LŚ, gr. A: Włosi ponownie wygrali z Brazylią

W drugim meczu Włosi również nie dali żadnych szans Brazylii i podobnie jak w piątek, wygrali 3:1. Z terenu rywala reprezentacja Italii wywozi więc komplet punktów.

W tym artykule dowiesz się o:

Włosi rozpoczęli spotkanie od mocnego uderzenia, na drugiej przerwie technicznej prowadzili różnicą ośmiu "oczek". Spora w tym zasługa Iwana Zajcewa, który nie tylko świetnie atakował, ale także kilka razy zatrzymał rywali blokiem. Brazylijczycy nie byli w stanie zniwelować strat i Italia dość wysoko wygrała premierową odsłonę.
[ad=rectangle]
W drugim secie żadna z drużyn przez większą część seta nie była w stanie osiągnąć znacznej przewagi.
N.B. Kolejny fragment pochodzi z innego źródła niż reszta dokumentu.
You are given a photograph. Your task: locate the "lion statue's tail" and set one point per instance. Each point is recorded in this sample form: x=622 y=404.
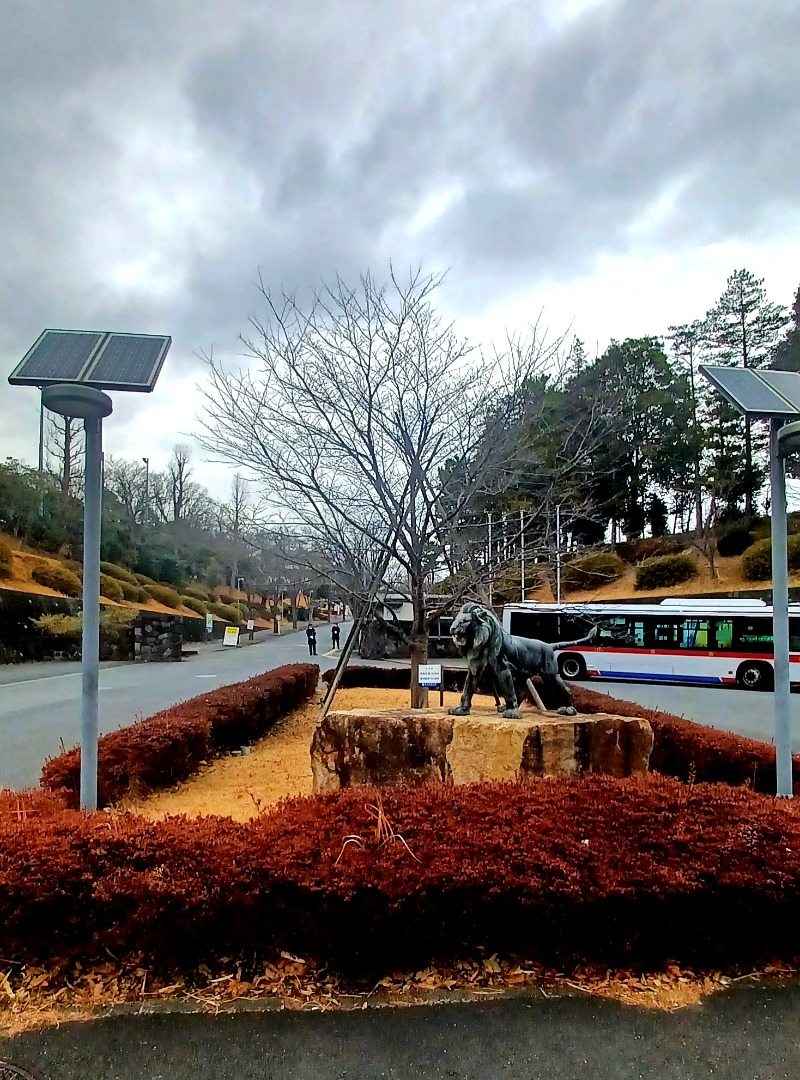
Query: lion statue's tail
x=579 y=640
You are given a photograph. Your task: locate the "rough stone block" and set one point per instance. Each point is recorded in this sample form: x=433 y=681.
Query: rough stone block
x=384 y=746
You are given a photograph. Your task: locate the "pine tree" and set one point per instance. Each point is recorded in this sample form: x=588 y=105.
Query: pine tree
x=743 y=328
x=786 y=356
x=686 y=341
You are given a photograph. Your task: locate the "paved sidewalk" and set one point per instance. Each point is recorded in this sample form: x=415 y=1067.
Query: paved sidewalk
x=747 y=1035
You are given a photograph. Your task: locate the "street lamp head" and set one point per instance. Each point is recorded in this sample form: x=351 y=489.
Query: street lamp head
x=76 y=400
x=788 y=440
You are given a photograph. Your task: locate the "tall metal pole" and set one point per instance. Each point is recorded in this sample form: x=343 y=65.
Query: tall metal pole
x=147 y=491
x=521 y=553
x=490 y=561
x=781 y=616
x=41 y=455
x=558 y=553
x=91 y=637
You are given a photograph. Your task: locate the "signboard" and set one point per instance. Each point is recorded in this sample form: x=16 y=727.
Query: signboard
x=430 y=675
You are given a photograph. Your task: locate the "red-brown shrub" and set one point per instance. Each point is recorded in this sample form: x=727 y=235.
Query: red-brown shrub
x=167 y=747
x=591 y=871
x=690 y=751
x=154 y=753
x=681 y=747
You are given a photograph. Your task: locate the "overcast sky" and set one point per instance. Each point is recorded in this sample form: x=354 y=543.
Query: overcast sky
x=608 y=162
Gdy w polu serwisowym pojawił się Jiri Kovar, Włosi prowadzili 13:11. Później jednak swoje zagrywką zrobili również Brazylijczycy i był to impuls, dzięki któremu złapali odpowiedni rytm gry. Końcówka była wyrównana, ale to Canarinhos rozstrzygnęli ją na swoją korzyść.

Kolejna partia miała podobny przebieg, gdy Italia minimalnie prowadziła, Brazylijczycy po chwili doprowadzali do wyrównania. Wydawać się mogło, że będą w stanie przejąć inicjatywę, bo ekipa z Europy zaczęła popełniać błędy. Wówczas sprawy w swoje ręce wziął Simone Parodi, dzięki jego mocnym serwisom blokujący mieli ułatwione zadanie. Choć w decydującym momencie podopieczni Bernardo Rezende zniwelowali straty, to jednak nie do zatrzymania był Zajcew, dzięki któremu Włosi prowadzili 2:1.
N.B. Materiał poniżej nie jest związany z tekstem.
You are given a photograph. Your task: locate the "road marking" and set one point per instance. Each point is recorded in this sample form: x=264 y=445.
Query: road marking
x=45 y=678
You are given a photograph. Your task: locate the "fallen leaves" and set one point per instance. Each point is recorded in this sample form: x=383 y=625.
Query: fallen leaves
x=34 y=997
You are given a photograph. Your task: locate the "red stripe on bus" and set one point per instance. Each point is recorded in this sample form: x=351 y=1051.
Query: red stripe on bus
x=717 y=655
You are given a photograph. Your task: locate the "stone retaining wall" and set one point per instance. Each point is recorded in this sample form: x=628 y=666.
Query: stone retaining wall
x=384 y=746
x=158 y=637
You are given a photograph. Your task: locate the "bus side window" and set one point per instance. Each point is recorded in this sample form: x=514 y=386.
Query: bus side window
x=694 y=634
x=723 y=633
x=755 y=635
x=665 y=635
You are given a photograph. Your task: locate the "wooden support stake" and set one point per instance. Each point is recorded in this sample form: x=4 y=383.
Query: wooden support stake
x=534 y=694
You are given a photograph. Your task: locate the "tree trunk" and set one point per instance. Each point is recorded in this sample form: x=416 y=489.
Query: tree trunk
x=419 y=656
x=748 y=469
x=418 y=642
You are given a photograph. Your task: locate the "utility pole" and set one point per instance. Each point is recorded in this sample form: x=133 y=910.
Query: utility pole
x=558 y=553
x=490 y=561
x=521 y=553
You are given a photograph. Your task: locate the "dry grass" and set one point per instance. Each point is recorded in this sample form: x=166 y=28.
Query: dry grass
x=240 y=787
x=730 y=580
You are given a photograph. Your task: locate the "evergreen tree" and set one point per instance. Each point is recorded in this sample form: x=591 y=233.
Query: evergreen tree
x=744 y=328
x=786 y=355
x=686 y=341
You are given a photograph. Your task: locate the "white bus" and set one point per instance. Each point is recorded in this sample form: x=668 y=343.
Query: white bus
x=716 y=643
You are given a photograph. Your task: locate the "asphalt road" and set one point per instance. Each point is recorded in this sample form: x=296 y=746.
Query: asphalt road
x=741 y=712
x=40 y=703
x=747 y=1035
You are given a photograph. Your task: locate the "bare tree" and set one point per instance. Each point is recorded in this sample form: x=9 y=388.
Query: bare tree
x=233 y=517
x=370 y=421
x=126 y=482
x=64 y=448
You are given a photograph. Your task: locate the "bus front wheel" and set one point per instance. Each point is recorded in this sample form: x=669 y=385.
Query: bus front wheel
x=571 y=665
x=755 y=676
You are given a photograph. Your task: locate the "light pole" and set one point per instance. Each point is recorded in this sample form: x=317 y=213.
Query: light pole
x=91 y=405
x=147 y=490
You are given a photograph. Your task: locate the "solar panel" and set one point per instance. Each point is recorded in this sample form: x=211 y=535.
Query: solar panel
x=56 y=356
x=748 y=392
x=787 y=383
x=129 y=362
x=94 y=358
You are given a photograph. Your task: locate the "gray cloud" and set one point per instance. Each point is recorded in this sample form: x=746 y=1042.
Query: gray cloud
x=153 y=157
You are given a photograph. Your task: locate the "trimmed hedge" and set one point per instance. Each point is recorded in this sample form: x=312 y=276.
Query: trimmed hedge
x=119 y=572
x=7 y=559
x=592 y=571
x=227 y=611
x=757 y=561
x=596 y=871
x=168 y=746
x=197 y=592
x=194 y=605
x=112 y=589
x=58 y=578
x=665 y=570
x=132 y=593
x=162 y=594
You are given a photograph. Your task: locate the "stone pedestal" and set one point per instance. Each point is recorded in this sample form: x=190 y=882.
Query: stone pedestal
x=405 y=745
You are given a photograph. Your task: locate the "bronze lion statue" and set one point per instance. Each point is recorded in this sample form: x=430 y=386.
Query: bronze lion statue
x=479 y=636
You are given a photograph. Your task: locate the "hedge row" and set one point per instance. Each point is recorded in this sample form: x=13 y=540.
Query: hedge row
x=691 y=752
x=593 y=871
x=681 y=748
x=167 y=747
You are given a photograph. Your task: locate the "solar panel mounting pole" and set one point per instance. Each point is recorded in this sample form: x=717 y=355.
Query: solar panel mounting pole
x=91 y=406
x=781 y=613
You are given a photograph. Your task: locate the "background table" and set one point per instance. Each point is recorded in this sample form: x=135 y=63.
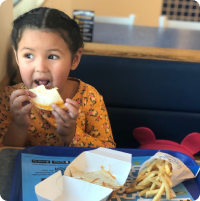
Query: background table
x=7 y=161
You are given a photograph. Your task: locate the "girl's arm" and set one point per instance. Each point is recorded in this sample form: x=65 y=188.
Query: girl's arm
x=98 y=131
x=14 y=133
x=15 y=136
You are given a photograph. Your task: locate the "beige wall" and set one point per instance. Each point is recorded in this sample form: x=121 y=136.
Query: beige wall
x=147 y=12
x=24 y=6
x=6 y=16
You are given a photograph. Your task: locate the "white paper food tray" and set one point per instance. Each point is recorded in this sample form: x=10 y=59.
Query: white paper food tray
x=60 y=188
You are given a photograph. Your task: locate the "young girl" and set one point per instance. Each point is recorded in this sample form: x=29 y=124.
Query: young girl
x=47 y=45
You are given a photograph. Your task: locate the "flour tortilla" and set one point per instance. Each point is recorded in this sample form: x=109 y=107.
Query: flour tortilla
x=100 y=177
x=46 y=97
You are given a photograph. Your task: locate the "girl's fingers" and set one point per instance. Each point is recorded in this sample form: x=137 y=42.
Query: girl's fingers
x=73 y=102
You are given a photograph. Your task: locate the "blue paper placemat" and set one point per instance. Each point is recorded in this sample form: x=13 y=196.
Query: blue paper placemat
x=36 y=168
x=192 y=185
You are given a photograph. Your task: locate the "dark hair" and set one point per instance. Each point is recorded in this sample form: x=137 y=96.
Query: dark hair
x=48 y=19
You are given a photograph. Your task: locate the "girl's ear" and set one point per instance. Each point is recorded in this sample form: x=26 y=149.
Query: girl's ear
x=15 y=55
x=76 y=59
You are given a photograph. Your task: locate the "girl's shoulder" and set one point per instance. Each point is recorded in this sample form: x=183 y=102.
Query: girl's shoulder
x=87 y=88
x=9 y=89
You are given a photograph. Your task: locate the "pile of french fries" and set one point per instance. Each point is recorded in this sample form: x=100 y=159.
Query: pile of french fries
x=154 y=180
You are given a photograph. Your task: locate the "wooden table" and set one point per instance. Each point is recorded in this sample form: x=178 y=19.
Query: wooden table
x=7 y=147
x=197 y=158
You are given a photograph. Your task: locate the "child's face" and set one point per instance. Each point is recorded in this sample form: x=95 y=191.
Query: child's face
x=44 y=58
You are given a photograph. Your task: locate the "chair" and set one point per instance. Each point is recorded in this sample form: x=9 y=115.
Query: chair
x=189 y=145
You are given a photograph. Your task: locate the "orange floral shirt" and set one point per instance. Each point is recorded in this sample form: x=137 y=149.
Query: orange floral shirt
x=92 y=126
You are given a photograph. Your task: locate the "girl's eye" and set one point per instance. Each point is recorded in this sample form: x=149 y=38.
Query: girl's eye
x=53 y=57
x=29 y=56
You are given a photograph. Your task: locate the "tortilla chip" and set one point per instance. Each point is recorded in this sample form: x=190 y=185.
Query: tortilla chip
x=102 y=178
x=46 y=97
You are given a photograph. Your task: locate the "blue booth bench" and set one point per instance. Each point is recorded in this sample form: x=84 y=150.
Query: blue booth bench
x=151 y=87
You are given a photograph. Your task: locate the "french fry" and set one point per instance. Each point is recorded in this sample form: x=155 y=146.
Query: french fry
x=140 y=187
x=152 y=165
x=154 y=180
x=168 y=180
x=131 y=190
x=143 y=192
x=151 y=193
x=166 y=187
x=154 y=185
x=167 y=168
x=160 y=192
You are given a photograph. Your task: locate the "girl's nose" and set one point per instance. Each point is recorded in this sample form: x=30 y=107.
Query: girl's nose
x=41 y=66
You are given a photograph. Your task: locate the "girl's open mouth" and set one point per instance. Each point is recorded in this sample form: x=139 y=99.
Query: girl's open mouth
x=44 y=82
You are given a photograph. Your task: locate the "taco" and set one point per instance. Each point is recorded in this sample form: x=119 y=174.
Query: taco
x=46 y=97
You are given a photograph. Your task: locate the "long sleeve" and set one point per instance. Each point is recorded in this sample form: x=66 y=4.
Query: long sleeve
x=93 y=127
x=5 y=114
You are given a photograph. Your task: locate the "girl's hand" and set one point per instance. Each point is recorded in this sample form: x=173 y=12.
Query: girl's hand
x=21 y=107
x=66 y=120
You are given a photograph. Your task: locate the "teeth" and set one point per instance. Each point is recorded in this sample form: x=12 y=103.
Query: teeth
x=42 y=82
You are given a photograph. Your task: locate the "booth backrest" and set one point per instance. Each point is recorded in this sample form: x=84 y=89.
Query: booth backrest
x=161 y=95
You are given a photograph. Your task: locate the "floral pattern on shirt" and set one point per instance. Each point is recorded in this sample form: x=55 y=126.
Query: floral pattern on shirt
x=92 y=126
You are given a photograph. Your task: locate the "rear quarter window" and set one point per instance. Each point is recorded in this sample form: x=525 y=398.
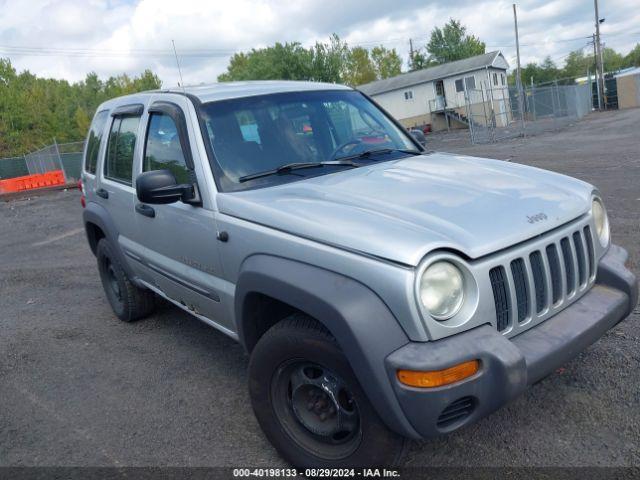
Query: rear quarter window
x=122 y=143
x=94 y=140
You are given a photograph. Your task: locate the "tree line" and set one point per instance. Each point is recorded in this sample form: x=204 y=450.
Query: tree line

Brazylijczycy nie zamierzali się poddać, na pierwszą przerwę techniczną schodzili z jednopunktowym prowadzeniem. Gra znów była wyrównana, jednak tym razem na drugiej przerwie technicznej prowadzili Włosi (16:14). Po niej gra Canarinhos całkowicie się posypała, po stronie gospodarzy mnożyły się błędy. Italia natomiast pewnie zmierzała po drugie zwycięstwo. Ostatni punkt zdobyli po przekroczeniu linii trzeciego metra

W szeregach Włochów najwięcej punktów zdobył Iwan Zajcew (23), z kolei Ricardo Lucarelli zapisał na swoim koncie 15 "oczek".
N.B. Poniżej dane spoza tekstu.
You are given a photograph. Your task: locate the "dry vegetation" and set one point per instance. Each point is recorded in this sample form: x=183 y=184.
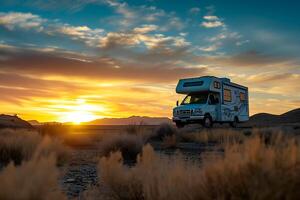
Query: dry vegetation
x=29 y=165
x=33 y=179
x=259 y=167
x=255 y=164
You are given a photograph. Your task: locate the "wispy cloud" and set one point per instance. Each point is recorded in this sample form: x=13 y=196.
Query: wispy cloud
x=212 y=21
x=194 y=10
x=12 y=20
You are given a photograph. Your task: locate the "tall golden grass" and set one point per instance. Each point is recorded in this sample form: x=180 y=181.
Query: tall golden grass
x=22 y=145
x=34 y=179
x=251 y=169
x=29 y=165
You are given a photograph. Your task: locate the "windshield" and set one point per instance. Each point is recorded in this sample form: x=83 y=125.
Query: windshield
x=195 y=99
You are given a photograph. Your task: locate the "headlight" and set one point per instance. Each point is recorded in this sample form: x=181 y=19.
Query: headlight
x=197 y=111
x=174 y=112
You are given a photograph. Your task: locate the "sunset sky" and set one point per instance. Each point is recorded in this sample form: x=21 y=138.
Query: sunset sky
x=70 y=59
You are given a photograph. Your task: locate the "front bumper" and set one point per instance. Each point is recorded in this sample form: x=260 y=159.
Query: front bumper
x=188 y=119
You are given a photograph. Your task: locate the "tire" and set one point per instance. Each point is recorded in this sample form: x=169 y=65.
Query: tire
x=207 y=122
x=234 y=123
x=179 y=124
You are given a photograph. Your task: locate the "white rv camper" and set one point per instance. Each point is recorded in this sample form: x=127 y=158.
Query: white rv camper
x=210 y=99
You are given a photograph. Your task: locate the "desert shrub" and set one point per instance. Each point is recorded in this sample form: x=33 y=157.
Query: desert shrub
x=164 y=130
x=220 y=136
x=129 y=145
x=170 y=141
x=54 y=129
x=21 y=145
x=33 y=179
x=135 y=128
x=248 y=170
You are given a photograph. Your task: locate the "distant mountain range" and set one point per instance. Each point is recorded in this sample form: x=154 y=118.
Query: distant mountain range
x=130 y=120
x=13 y=121
x=266 y=119
x=260 y=119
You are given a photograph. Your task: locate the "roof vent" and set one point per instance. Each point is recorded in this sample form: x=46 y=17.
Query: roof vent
x=226 y=80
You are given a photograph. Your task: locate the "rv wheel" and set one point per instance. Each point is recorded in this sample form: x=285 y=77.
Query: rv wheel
x=234 y=123
x=207 y=122
x=179 y=124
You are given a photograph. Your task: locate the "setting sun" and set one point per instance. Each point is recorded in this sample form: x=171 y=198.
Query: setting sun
x=79 y=112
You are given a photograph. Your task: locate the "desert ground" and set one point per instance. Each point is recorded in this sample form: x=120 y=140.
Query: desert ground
x=54 y=161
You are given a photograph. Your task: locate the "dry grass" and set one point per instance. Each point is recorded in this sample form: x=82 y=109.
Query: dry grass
x=54 y=129
x=30 y=165
x=220 y=136
x=252 y=169
x=22 y=145
x=129 y=145
x=34 y=179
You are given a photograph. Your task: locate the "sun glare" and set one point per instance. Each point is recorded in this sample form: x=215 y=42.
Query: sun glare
x=80 y=112
x=78 y=117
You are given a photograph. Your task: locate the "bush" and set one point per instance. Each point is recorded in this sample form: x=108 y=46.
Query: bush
x=54 y=129
x=33 y=179
x=164 y=130
x=129 y=145
x=21 y=145
x=249 y=170
x=221 y=136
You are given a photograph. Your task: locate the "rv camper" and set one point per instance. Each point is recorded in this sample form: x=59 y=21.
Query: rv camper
x=210 y=99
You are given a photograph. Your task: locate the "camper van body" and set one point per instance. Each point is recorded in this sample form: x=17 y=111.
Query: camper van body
x=210 y=99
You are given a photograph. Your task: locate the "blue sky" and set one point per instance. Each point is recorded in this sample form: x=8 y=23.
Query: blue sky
x=146 y=46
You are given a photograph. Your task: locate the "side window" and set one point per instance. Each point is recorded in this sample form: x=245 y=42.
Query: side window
x=242 y=96
x=217 y=85
x=227 y=95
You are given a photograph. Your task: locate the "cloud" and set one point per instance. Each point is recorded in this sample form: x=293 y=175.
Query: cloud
x=139 y=36
x=213 y=47
x=211 y=17
x=194 y=10
x=58 y=64
x=13 y=20
x=145 y=29
x=213 y=24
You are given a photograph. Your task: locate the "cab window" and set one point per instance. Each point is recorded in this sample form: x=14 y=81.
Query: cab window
x=227 y=95
x=242 y=96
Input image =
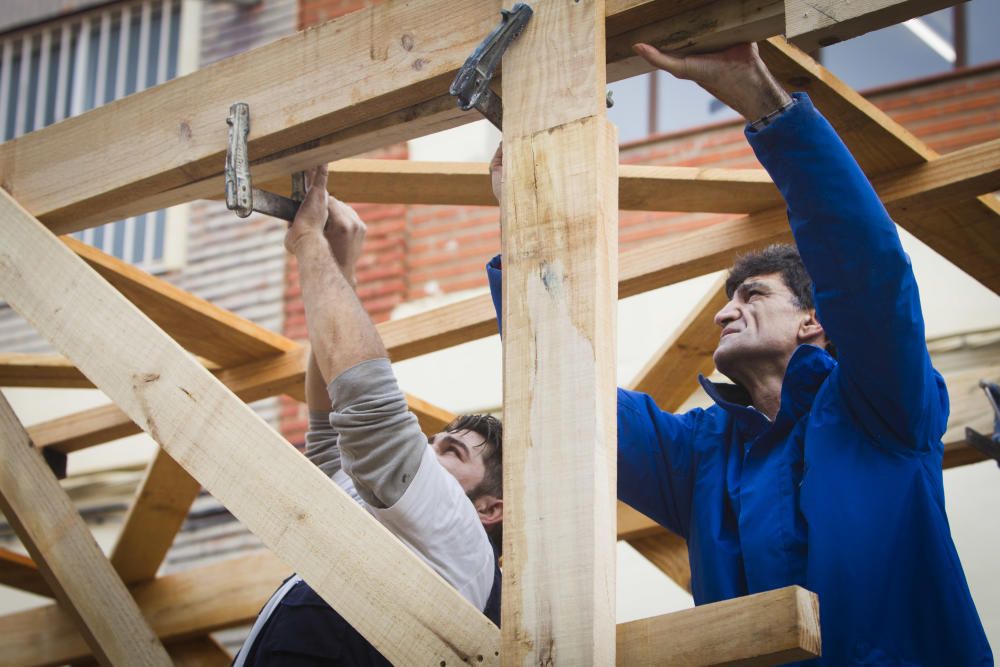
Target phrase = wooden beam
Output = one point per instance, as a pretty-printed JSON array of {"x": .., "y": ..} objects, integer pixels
[
  {"x": 640, "y": 187},
  {"x": 199, "y": 326},
  {"x": 281, "y": 497},
  {"x": 179, "y": 606},
  {"x": 40, "y": 370},
  {"x": 965, "y": 230},
  {"x": 68, "y": 556},
  {"x": 810, "y": 24},
  {"x": 20, "y": 572},
  {"x": 158, "y": 511},
  {"x": 560, "y": 263},
  {"x": 769, "y": 628}
]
Brazylia - Włochy 1:3 (17:25, 26:24, 23:25, 20:25)

Brazylia: Rezende, Santos, Vissotto, Murilo, Lucarelli, Saatkamp, Pedreira (libero) oraz Lopes, Bonatto, Raphael.

Włochy: Kovar, Parodi, Zaytsev, Travica, Piano, Birarelli, Rossini (libero) oraz Buti.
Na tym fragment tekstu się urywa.